23 Omdat ge wierook hebt gebrand en tegen Jahweh hebt gezondigd, omdat ge naar de stem van Jahweh niet hebt geluisterd, en naar zijn wetten, geboden en voorschriften niet hebt geleefd, daarom heeft u dit onheil getroffen, zoals het nu voortwoedt.
24 En tot al die vrouwen ging Jeremias verder: Luistert naar Jahweh’s woord!
25 Zo spreekt Jahweh der heirscharen, Israëls God: Gij vrouwen, gij hebt het beloofd met uw mond, en met uw handen vervuld: Wij willen onze beloften volbrengen, die wij hebben afgelegd, om voor de Koningin des hemels wierook te branden en haar plengoffers te brengen. Volbrengt uw geloften dan maar, en doet wat ge beloofd hebt!
26 Hoort derhalve het woord van Jahweh, heel Juda, dat in Egypteland woont! Zie, Ik zweer bij mijn machtige Naam, spreekt Jahweh: In heel Egypte zal nooit meer mijn Naam door iemand van Juda op de lippen worden genomen, en nooit meer zal worden gezegd: Bij het leven van Jahweh, den Heer!
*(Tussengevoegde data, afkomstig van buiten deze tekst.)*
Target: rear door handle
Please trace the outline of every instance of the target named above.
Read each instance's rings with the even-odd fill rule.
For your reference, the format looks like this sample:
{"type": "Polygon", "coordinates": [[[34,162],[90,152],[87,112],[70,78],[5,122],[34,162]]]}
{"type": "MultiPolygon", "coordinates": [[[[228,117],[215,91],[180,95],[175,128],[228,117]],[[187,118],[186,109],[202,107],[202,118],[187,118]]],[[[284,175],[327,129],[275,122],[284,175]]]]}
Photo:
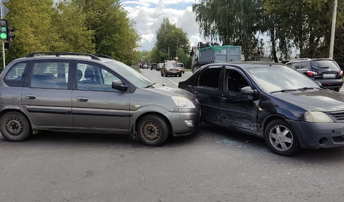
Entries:
{"type": "Polygon", "coordinates": [[[27,94],[25,95],[25,98],[28,99],[36,99],[36,95],[31,94],[27,94]]]}
{"type": "Polygon", "coordinates": [[[78,102],[87,102],[88,101],[88,98],[85,97],[78,97],[77,98],[78,102]]]}

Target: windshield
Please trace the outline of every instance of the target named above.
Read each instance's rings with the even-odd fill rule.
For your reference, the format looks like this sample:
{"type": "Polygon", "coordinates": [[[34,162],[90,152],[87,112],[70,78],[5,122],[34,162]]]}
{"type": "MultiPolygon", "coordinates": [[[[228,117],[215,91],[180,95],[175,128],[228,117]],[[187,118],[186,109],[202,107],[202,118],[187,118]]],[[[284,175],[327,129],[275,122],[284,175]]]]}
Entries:
{"type": "Polygon", "coordinates": [[[285,66],[247,69],[258,85],[265,92],[319,86],[302,73],[285,66]]]}
{"type": "Polygon", "coordinates": [[[133,68],[120,62],[113,61],[107,62],[106,64],[125,75],[131,81],[141,87],[145,87],[147,85],[154,83],[154,82],[137,72],[133,68]]]}
{"type": "Polygon", "coordinates": [[[333,60],[315,60],[312,61],[312,66],[315,68],[324,69],[339,69],[339,66],[335,61],[333,60]]]}

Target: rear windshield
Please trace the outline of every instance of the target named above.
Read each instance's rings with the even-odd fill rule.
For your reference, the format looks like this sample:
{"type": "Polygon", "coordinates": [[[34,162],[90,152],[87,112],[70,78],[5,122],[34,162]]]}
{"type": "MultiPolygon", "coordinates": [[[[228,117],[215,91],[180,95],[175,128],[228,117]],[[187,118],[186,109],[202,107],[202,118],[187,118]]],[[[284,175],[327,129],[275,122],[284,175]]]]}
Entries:
{"type": "Polygon", "coordinates": [[[333,60],[315,60],[312,61],[312,66],[315,68],[321,69],[339,69],[339,66],[333,60]]]}

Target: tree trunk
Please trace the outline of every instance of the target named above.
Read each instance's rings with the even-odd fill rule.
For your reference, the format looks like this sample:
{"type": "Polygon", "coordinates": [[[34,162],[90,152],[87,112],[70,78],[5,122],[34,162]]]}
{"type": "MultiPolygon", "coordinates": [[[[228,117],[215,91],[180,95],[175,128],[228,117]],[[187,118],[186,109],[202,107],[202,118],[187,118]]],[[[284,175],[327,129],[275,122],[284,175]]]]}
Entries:
{"type": "Polygon", "coordinates": [[[274,62],[279,62],[279,60],[277,58],[276,52],[276,39],[274,37],[274,28],[271,28],[270,31],[270,39],[271,40],[271,53],[272,54],[272,58],[274,62]]]}

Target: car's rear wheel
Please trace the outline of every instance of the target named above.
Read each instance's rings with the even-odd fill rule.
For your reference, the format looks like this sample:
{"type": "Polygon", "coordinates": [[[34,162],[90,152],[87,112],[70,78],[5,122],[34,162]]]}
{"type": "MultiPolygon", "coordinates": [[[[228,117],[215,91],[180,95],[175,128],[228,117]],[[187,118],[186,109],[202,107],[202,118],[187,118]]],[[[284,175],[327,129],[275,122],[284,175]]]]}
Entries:
{"type": "Polygon", "coordinates": [[[148,115],[139,121],[136,131],[140,141],[148,145],[159,146],[168,137],[168,126],[162,118],[148,115]]]}
{"type": "Polygon", "coordinates": [[[285,120],[270,122],[265,128],[264,139],[272,152],[282,156],[291,156],[301,149],[296,132],[285,120]]]}
{"type": "Polygon", "coordinates": [[[20,142],[27,138],[32,133],[31,125],[28,119],[17,112],[10,112],[0,119],[0,127],[3,137],[7,141],[20,142]]]}

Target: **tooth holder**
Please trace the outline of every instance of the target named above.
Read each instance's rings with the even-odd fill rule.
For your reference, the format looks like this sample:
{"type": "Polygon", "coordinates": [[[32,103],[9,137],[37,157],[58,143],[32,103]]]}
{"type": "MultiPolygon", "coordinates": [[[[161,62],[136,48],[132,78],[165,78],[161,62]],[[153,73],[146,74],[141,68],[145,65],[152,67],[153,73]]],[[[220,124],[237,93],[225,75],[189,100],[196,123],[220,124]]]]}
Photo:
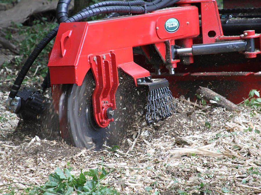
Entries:
{"type": "Polygon", "coordinates": [[[163,119],[175,112],[167,80],[152,79],[150,76],[139,78],[137,81],[138,86],[145,86],[148,90],[146,114],[148,125],[163,119]]]}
27 Ja, Ik blijf wakker, om over hen onheil te brengen, geen zegen. De mannen van Juda, die in Egypteland wonen, zullen omkomen door het zwaard en de honger, totdat ze allen zijn uitgeroeid.
28 En de weinigen, die aan het zwaard nog ontkomen, zullen uit Egypte trekken naar het land van Juda! Dan zullen allen, die in Juda bleven gespaard en in Egypte zijn komen wonen, weten, wiens woord wordt vervuld, dat van Mij of van hen!
29 En dit zal u het teken zijn, is de godsspraak van Jahweh, dat Ik Mij in deze plaats op u zal wreken, en waaraan gij zult weten, dat mijn bedreigingen tegen u worden vervuld.
30 Zo spreekt Jahweh: Zie, Ik lever den Farao Chofra, den koning van Egypte, in de macht van zijn vijand en van hen, die zijn leven belagen, zoals Ik Sedekias, den koning van Juda, aan zijn vijand heb overgeleverd: aan Nabukodonosor, den koning van Babel, die zijn leven belaagde!